B. A chain of custody ensures the hacker is prosecuted.
C. A chain of custody shows that the evidence has not been tampered with or modified.
D. A chain of custody ensures that the evidence is admissible in court.
Answer: B, A chain of custody ensures the hacker is prosecuted.
A chain of custody does not ensure the hacker is prosecuted, only that the evidence was collected and handled in a trustworthy manner. The other answers are all benefits of a chain of custody.
10. A small software company has hired a third-party consultant to help them reach level 5 of the Capability Maturity Model Integration model. What would best describe when the software company reaches level 5 of the Capability Maturity Model Integration model?
A. They have defined, repeatable processes that can be measured quantitatively.
B. They are able to repeat successful processes with each project.
C. They have a budget and plan for continual process improvement.

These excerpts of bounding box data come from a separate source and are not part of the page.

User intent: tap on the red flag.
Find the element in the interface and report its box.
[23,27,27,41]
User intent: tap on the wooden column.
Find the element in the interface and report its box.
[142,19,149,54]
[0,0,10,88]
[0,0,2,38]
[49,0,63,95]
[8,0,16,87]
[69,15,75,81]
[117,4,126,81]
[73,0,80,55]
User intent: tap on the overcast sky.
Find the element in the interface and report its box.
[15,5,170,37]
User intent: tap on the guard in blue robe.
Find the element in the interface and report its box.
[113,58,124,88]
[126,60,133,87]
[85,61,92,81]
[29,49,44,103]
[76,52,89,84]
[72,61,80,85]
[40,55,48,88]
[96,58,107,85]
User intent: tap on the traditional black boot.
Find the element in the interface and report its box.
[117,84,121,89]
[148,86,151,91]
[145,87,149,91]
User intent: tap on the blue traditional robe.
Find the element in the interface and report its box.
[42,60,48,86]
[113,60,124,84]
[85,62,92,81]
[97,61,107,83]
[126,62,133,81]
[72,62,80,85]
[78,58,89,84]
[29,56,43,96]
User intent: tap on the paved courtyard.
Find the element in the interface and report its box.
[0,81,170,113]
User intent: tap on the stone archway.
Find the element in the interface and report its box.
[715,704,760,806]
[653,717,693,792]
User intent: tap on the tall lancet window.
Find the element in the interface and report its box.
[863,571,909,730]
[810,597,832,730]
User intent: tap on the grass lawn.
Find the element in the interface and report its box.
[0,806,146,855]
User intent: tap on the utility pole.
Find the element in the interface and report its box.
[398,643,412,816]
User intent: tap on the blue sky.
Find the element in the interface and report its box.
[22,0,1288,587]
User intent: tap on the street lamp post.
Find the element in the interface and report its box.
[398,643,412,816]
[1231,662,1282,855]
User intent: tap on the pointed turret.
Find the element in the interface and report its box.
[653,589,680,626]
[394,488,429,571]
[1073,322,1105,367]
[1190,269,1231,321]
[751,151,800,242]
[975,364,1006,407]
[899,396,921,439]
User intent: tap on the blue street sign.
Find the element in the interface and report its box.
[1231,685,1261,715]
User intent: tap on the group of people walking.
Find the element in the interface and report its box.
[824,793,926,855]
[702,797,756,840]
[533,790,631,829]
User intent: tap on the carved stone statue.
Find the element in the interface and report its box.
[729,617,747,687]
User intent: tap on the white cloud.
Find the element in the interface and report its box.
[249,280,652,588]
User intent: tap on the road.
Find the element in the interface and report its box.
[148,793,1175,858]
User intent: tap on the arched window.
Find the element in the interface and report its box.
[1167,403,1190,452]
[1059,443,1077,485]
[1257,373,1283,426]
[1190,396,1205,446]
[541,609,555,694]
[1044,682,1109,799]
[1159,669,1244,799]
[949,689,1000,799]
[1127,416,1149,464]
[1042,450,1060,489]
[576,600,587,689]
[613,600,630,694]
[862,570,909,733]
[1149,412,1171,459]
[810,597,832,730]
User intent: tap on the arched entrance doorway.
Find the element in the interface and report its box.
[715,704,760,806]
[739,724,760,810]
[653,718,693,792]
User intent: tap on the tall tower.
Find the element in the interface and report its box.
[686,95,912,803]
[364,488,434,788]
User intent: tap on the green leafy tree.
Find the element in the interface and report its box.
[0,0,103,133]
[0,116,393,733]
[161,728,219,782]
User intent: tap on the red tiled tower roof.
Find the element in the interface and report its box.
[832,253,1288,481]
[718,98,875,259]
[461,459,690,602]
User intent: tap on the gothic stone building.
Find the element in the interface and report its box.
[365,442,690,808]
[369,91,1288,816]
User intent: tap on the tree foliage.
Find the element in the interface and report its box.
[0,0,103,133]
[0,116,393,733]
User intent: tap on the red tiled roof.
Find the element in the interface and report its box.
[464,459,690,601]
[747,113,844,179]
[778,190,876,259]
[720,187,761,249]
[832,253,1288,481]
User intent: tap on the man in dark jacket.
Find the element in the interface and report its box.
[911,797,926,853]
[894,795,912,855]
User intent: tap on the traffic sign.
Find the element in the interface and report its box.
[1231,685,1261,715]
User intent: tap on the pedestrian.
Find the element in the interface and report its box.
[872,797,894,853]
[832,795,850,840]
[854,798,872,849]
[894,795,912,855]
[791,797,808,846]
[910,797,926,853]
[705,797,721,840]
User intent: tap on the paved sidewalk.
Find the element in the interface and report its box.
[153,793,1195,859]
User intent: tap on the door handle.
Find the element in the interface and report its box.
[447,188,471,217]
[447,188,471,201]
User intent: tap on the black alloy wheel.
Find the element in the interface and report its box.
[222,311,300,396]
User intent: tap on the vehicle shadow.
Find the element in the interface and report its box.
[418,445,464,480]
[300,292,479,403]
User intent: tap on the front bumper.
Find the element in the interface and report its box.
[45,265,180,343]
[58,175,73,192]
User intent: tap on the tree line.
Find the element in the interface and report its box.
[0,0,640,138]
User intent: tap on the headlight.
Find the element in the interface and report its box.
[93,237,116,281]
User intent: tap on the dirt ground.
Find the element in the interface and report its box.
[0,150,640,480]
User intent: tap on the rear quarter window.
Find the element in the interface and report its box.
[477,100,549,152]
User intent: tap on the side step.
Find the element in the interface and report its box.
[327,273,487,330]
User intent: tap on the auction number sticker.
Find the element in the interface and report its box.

D. They have implemented formal processes to collect and analyze metrics in order to run a process improvement program.
Answer: C, They have a budget and plan for continual process improvement.
Having a budget and plan for continual process improvement describes level 5, which is the Optimizing level. Defined, repeatable processes that can be measured quantitatively describes Level 3, which is the Defined level. Being able to repeat successful processes with each project describes Level 2, the Repeatable level. Implementing formal processes to collect and analyze metrics to run a process improvement program best describes Level 4, the Managed level.